The characters of Brandon and Phillip are at the heart of why this film would be unsettling and even controversial. The idea of two people believing they are above moral values is a theme that would have been shocking to audiences; especially if they were familiar with the Leopold and Loeb case. Nathan Leopold and Richard Loeb were two college students who murdered a 14 year old boy named Bobby Franks in order to try to commit the perfect crime and, as Alan M. Dershowitz puts it in his book America on Trial: Inside the Legal Battles that Transformed Our Nation, “to prove their perverse misunderstanding of Nietzsche’s philosophy of the “superman,” who was above all laws so as long as he made no mistake” (256-257). The story of Rope, disturbing by itself, is even more effective with the knowledge that real people actually thought like this.

Rope was actually a film that caught the attention of the censors during the time of its release. In an article from The New York Times Thomas M. Pryor discusses how censors wanted the strangulation at the beginning of the film removed. It’s one of the first images the viewer gets in the film and is quite startling. The fact that the censors wanted it removed suggests the audiences would be shocked by it. The fact that a dead body is in the room at all times would also be unsettling to audiences.

Another element of the film that was controversial was the fact that Brandon and Phillip are gay. Mr. Laurents discusses the subtext of the story and the censoring of it:

Rope really comes from an English play by Patrick Hamilton called Rope’s End. And I thought it was going to be easier than it was to make it American. The trouble was when you translated the English dialogue, it became very homosexual, unintentionally...What was curious to me was Rope is obviously about homosexuals. The word was never mentioned...It was referred to as “it.” They were going to do a picture about “it,” and the actors were “it”... The picture was much more successful in Europe ’cause I suppose in Europe, they were used to “it,” and we weren’t here...At that time, because of thing called “a legion of decency” and the Catholic Church, they had a watchdog of censors. And you had to be careful. There were certain rules... With Rope of course, you could never say that they were “it” (“Rope”).

Rupert was also supposed to be gay and to have had an affair with one of the boys. Mr. Laurents believes Mr. Stewart never had that subtext when playing the character: “He was very good as a detective but he had no relation to those boys at all” (“Rope”).  People may have caught on to the fact that Brandon and Phillip are gay. This would be quite shocking to them at the time, especially since Brandon and Phillip are central characters in the film. What also may have shocked them is, as Mr.
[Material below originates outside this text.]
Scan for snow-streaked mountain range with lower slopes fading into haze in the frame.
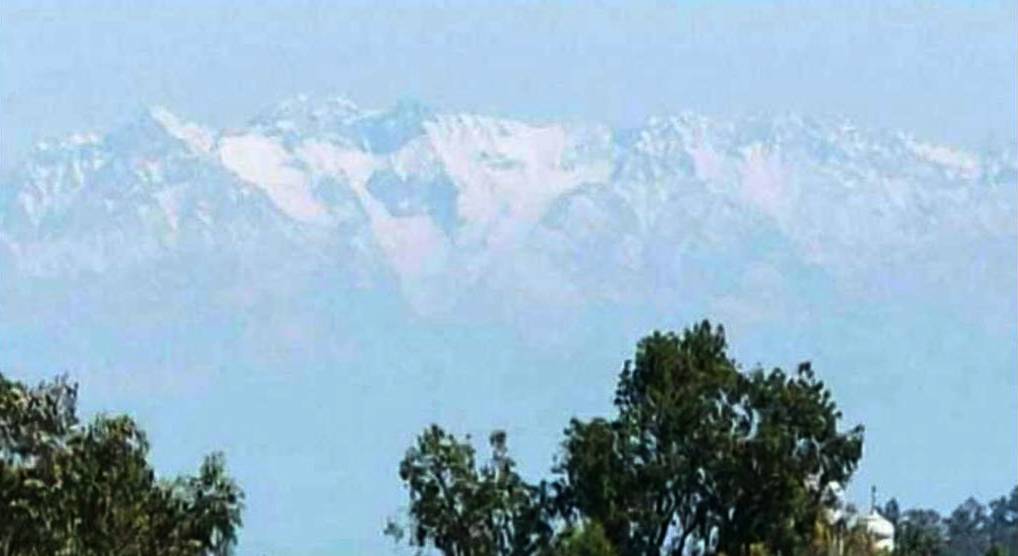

Laurent says, that the film is a sophisticated portrayal of two gay men (“Rope”). Fortunately, they are not reduced to stereotypes.

                What made Rope exciting for its time were its experimental nature and the casting against type of James Stewart as the morally ambiguous Rupert Cadell. The themes of killing for intellectual thrills and of homosexuality were also elements that would have shocked audiences. The elements that were exciting for its time are still exciting today. Many of Alfred Hitchcock’s thrillers have this quality. Rope is sometimes thought of as a failed experiment but the film is a daring experiment in the macabre if there ever was one.